Durability & Build: CMs
While it appears Toynami has made LARGE strides forward with their new Beta toy the MPC Alpha has always been a game of quality control roulette that only diehard Alpha fans should play. Once you’ve handled the much better Beta the Alpha seems like an even more pathetic effort. To this day I don’t think I’ve heard of anyone breaking a CMs Legioss or Tread. The only issue I’ve seen first hand is that the paint on the faces can be chipped off by the plastic of what forms the chest while the Legioss is in fighter mode. The CMs toys are so solid that they become a lot of fun, you can pose them and transform them without worry.
The CMs Legioss toy is microscopically less poseable than the Toynami (although, as mentioned above, you do get to pose it without fear of breaking, a luxury you’ll never have with an MPC Alpha). The CMs Tread though is more poseable enough for CMs to win this category. As outlined in my Toynami Beta review, the Toynami can not twist at the waist, can not angle its head upward, and can not angle its knees outward like the CMs can. That’s not to say the Toynami is so stiff it’s not fun, it’s just not as good as the CMs.
It’s such a terrible shame that the MPC Alpha is not a better toy.
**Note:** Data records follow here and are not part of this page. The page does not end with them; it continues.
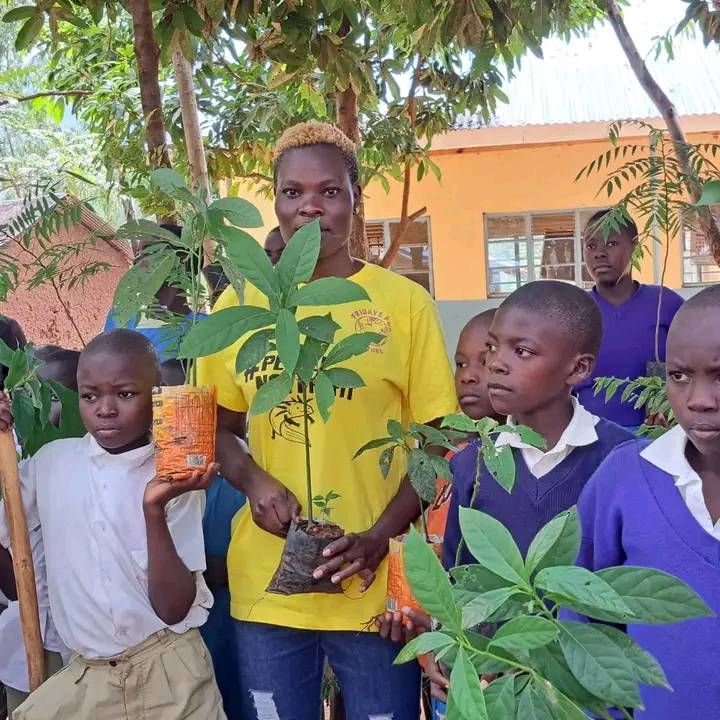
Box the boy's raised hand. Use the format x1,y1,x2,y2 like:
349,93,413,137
143,463,220,511
0,392,13,432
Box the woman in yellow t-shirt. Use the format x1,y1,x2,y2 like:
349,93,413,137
199,123,456,720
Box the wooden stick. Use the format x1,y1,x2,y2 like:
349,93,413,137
0,432,45,692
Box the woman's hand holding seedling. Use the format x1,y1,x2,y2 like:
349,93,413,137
143,463,220,512
313,530,388,592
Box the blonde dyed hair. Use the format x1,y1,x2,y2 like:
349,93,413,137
273,120,360,184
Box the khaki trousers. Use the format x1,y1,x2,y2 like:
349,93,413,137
13,630,226,720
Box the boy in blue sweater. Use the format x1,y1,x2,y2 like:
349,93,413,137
578,285,720,720
443,280,632,568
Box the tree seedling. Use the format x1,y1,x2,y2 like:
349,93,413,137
180,221,384,594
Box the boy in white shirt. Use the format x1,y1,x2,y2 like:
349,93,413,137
0,330,225,720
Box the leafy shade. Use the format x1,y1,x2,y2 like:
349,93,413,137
396,508,712,720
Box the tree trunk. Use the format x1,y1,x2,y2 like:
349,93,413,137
172,48,210,198
128,0,170,168
335,86,368,260
605,0,720,265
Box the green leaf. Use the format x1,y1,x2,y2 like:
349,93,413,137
393,632,455,665
403,528,461,632
323,332,384,368
535,566,634,621
560,621,640,707
325,368,365,388
481,443,515,492
2,5,37,22
378,446,395,480
315,372,335,422
276,220,320,290
11,388,35,444
288,276,370,307
208,197,263,226
460,507,525,585
353,437,394,460
235,329,275,374
275,308,300,375
222,225,280,307
295,337,327,385
450,647,488,720
298,313,340,343
485,675,515,720
15,13,45,50
597,565,713,625
250,372,292,415
490,615,558,652
178,305,276,358
696,181,720,205
595,623,672,690
462,587,518,628
525,508,580,577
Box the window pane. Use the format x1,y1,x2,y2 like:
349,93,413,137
531,213,575,282
392,245,430,273
683,207,720,285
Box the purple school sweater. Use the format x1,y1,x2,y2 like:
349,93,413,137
443,419,632,568
578,441,720,720
575,285,684,428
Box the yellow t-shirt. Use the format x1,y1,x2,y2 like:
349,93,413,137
198,265,457,630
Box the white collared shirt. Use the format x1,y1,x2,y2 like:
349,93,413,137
14,435,212,658
640,425,720,540
495,397,600,478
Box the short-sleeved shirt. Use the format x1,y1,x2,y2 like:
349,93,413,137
14,435,212,658
575,285,683,427
198,265,457,630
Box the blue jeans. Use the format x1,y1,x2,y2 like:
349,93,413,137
235,621,420,720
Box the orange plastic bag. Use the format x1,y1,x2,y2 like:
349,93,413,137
153,385,217,480
385,535,442,612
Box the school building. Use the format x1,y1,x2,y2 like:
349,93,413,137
242,29,720,352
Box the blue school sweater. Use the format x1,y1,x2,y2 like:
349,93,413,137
578,441,720,720
443,419,633,568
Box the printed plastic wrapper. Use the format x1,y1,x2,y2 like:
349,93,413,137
385,535,442,612
153,385,217,480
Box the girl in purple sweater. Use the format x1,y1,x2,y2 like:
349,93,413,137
578,285,720,720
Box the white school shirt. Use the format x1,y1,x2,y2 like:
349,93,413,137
640,425,720,540
495,397,600,478
18,435,213,658
0,501,70,692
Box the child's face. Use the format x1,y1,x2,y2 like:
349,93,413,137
666,308,720,458
486,307,594,422
455,318,495,420
584,232,635,285
78,351,157,453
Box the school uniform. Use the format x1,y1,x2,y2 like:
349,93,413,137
575,283,683,429
443,398,632,568
8,435,225,720
578,426,720,720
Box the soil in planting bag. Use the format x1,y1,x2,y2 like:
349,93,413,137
153,385,217,480
385,535,442,612
267,519,345,595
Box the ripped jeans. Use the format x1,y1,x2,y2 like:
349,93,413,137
235,621,420,720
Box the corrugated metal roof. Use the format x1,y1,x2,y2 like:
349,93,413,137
456,27,720,129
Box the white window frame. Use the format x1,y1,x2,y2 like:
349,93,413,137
678,205,720,288
483,206,607,298
365,215,435,297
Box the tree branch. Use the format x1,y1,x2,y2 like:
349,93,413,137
0,90,93,105
605,0,720,264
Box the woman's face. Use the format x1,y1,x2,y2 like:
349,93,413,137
275,145,360,258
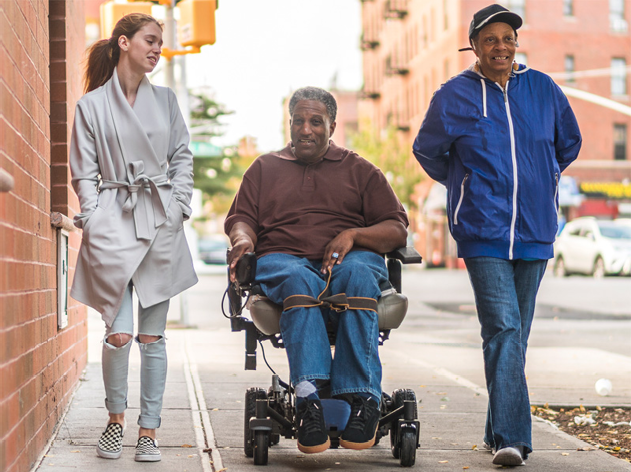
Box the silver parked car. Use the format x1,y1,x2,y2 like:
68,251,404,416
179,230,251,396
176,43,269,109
554,216,631,278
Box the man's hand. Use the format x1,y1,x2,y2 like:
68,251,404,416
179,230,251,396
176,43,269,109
320,220,408,274
320,229,355,274
228,222,257,282
228,240,254,282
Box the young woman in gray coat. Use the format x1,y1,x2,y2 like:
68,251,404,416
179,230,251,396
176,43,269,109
70,13,197,461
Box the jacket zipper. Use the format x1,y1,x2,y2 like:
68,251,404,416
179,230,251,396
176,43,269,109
498,81,518,261
554,172,559,213
454,174,469,225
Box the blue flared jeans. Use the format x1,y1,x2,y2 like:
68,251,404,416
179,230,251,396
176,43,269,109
256,251,388,398
465,257,548,455
101,283,169,429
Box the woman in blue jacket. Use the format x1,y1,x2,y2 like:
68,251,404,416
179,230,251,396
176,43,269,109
413,5,581,465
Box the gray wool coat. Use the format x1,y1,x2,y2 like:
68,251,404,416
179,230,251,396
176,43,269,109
70,70,197,326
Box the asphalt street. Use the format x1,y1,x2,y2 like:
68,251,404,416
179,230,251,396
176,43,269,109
37,266,631,472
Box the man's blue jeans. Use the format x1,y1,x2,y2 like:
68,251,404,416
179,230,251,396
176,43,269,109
465,257,548,454
256,251,388,398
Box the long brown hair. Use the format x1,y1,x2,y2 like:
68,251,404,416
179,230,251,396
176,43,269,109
83,13,162,93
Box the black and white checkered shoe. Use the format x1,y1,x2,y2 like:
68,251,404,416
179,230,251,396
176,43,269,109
96,423,125,459
136,436,162,462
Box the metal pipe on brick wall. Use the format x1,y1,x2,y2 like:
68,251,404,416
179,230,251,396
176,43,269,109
50,211,77,231
0,168,13,192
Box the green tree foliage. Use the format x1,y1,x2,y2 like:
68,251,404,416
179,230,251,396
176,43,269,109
189,92,244,205
351,120,423,209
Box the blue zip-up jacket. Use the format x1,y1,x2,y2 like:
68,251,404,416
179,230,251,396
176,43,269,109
413,65,582,260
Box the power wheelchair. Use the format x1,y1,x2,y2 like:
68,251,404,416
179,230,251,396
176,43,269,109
222,247,422,467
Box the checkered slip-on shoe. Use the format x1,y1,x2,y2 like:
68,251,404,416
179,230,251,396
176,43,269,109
96,423,125,459
136,436,162,462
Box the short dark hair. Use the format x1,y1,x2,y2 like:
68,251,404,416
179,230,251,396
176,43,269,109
289,87,337,123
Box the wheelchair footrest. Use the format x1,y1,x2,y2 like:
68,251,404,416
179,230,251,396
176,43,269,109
320,398,351,431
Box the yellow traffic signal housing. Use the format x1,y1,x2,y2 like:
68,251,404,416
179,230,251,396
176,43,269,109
101,0,156,39
177,0,217,48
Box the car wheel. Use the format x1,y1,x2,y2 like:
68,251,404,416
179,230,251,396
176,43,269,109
554,257,568,277
592,256,605,279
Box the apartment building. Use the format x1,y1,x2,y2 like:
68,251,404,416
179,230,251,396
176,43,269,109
0,0,87,472
359,0,631,264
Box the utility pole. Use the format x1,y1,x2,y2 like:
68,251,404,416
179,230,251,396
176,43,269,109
162,0,177,91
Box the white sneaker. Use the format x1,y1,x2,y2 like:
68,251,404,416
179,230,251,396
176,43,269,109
136,436,162,462
96,423,125,459
493,447,526,465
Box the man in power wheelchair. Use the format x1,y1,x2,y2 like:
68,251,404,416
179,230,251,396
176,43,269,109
225,87,420,465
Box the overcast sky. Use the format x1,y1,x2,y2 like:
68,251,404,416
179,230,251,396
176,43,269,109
187,0,362,152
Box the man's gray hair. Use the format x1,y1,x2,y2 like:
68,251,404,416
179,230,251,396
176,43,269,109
289,87,337,123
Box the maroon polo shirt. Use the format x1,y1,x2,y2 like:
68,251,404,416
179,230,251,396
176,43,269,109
224,141,408,260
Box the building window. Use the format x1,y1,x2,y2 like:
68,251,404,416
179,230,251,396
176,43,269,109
613,124,627,161
611,57,627,95
565,54,576,84
563,0,574,16
498,0,524,23
609,0,628,33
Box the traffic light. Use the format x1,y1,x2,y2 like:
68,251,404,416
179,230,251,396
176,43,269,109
101,0,156,39
177,0,217,48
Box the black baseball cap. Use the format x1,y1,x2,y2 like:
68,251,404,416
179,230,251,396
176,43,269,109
460,3,523,51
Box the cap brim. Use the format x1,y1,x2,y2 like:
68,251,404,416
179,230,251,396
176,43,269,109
473,11,524,33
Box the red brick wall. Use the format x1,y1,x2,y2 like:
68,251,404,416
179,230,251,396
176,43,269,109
0,0,87,472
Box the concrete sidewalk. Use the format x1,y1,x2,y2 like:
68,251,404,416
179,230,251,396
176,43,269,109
37,276,631,472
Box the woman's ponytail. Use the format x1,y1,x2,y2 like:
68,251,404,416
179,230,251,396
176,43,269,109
83,13,163,93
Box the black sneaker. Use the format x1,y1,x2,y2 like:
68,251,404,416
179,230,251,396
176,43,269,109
96,423,125,459
297,400,331,454
340,395,381,449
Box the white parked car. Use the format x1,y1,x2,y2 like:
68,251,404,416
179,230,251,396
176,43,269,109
554,216,631,278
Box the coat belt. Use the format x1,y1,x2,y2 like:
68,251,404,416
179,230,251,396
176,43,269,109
100,161,172,239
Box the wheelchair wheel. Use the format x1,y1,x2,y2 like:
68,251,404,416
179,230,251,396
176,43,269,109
400,430,416,467
243,387,267,457
254,431,270,465
390,388,418,463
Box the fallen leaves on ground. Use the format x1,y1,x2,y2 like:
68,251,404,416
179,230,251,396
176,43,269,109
532,404,631,462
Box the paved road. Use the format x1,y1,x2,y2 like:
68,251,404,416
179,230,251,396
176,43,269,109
37,267,631,472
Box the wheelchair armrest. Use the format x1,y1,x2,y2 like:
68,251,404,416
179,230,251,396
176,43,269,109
386,246,423,264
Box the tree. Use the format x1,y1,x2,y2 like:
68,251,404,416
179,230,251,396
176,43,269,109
351,120,423,209
189,91,245,206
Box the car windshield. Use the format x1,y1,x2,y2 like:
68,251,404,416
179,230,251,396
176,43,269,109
598,222,631,240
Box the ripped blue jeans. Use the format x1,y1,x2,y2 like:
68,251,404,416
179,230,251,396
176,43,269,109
102,282,169,429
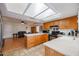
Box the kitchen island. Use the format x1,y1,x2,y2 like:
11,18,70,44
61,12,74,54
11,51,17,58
25,33,48,48
44,36,79,56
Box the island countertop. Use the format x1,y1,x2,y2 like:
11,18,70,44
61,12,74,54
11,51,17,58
43,36,79,56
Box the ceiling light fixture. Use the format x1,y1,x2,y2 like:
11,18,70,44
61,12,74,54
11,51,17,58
21,21,24,24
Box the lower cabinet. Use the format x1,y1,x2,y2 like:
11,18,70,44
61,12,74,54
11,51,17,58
25,34,48,48
45,46,64,56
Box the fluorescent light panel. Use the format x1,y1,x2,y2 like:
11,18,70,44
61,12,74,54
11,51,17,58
5,3,28,14
25,3,48,17
36,9,56,19
42,13,61,21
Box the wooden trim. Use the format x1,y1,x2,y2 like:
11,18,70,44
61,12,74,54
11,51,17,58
45,46,65,56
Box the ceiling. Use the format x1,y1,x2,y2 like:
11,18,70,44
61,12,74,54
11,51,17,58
0,3,79,23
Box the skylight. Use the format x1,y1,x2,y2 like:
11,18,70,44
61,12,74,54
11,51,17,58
5,3,58,21
36,9,56,19
25,3,48,17
5,3,28,14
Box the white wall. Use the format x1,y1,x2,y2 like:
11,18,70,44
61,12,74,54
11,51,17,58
3,19,31,38
78,11,79,31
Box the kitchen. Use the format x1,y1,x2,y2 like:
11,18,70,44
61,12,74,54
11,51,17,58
0,3,79,56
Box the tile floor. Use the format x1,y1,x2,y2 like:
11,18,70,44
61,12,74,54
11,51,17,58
3,44,45,56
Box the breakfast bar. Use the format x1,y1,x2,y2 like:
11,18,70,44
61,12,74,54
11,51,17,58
43,36,79,56
25,33,48,48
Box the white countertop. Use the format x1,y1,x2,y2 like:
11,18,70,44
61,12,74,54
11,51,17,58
24,33,46,36
44,36,79,56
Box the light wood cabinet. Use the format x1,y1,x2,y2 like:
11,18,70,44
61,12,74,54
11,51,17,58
25,34,48,48
45,46,64,56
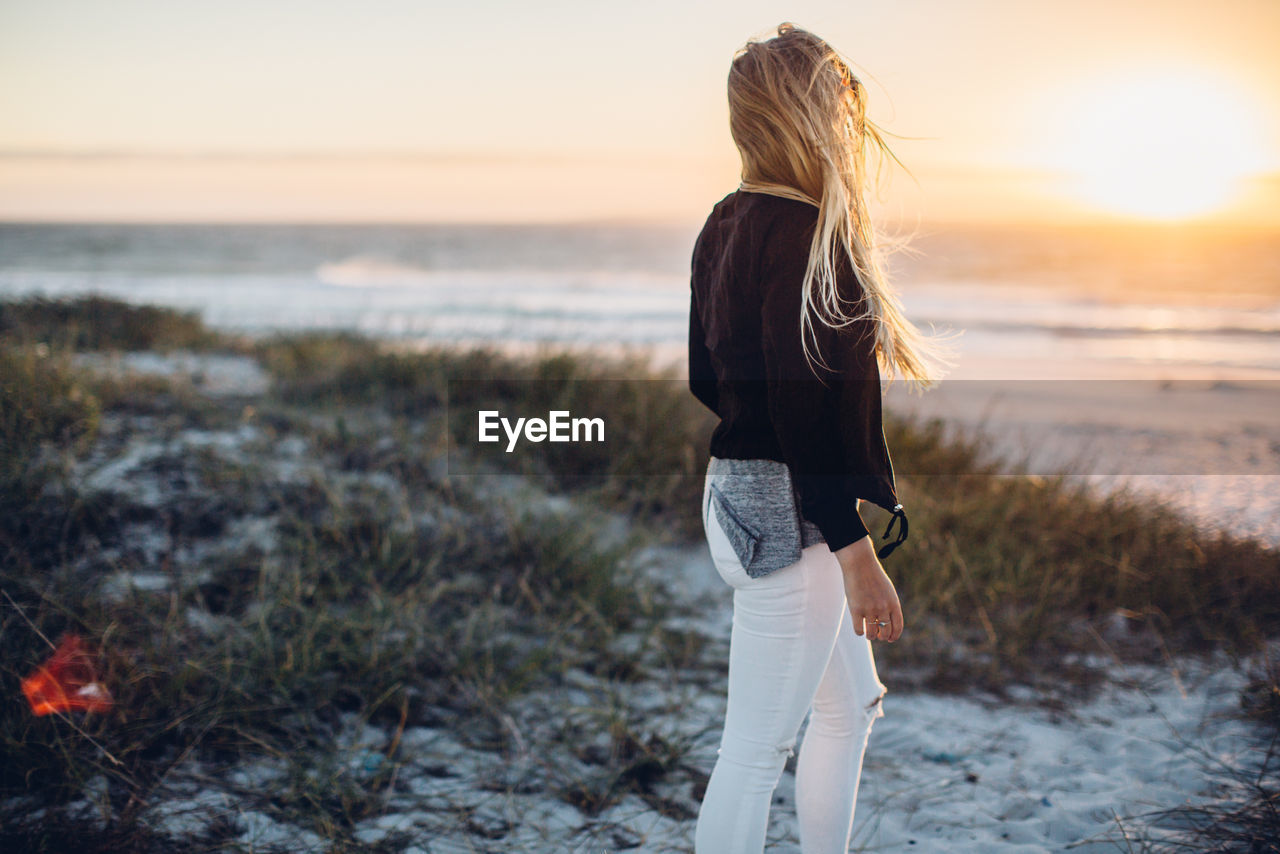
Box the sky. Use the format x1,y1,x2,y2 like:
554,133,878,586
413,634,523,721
0,0,1280,224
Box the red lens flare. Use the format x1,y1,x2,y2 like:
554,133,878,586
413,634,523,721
22,634,111,714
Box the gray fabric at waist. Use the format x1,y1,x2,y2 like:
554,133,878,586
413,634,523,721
704,457,826,577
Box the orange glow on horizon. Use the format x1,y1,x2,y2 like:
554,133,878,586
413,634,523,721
1039,70,1267,222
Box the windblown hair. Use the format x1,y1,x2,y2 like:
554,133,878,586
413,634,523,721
728,23,952,391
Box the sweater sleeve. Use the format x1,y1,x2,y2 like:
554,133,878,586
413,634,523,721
689,289,719,415
760,220,879,552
It’s also a shame that CMs threw the line art to the wind when they came up with their package. As you can see, the CMs Tread doesn’t even adhere to the scale of the CMs Legioss. Neither of these sets represents the perfect effort, but of the two Toynami managed to get the closest. Remember the winner in the durability and build section though. After you’ve had a few Alphas become floppy broken messes you may start thinking that that section is worth more than all the other sections combined. I’ve added some pics below so you can see that, while CMs eschewed strict line art adherence, they did do a good job getting the unique bits of the Dark Legioss.
Note: this review has been updated. Original posted December 22, 2008.
Some existing pictures had their resolution increased, many new pictures were added and content was updated.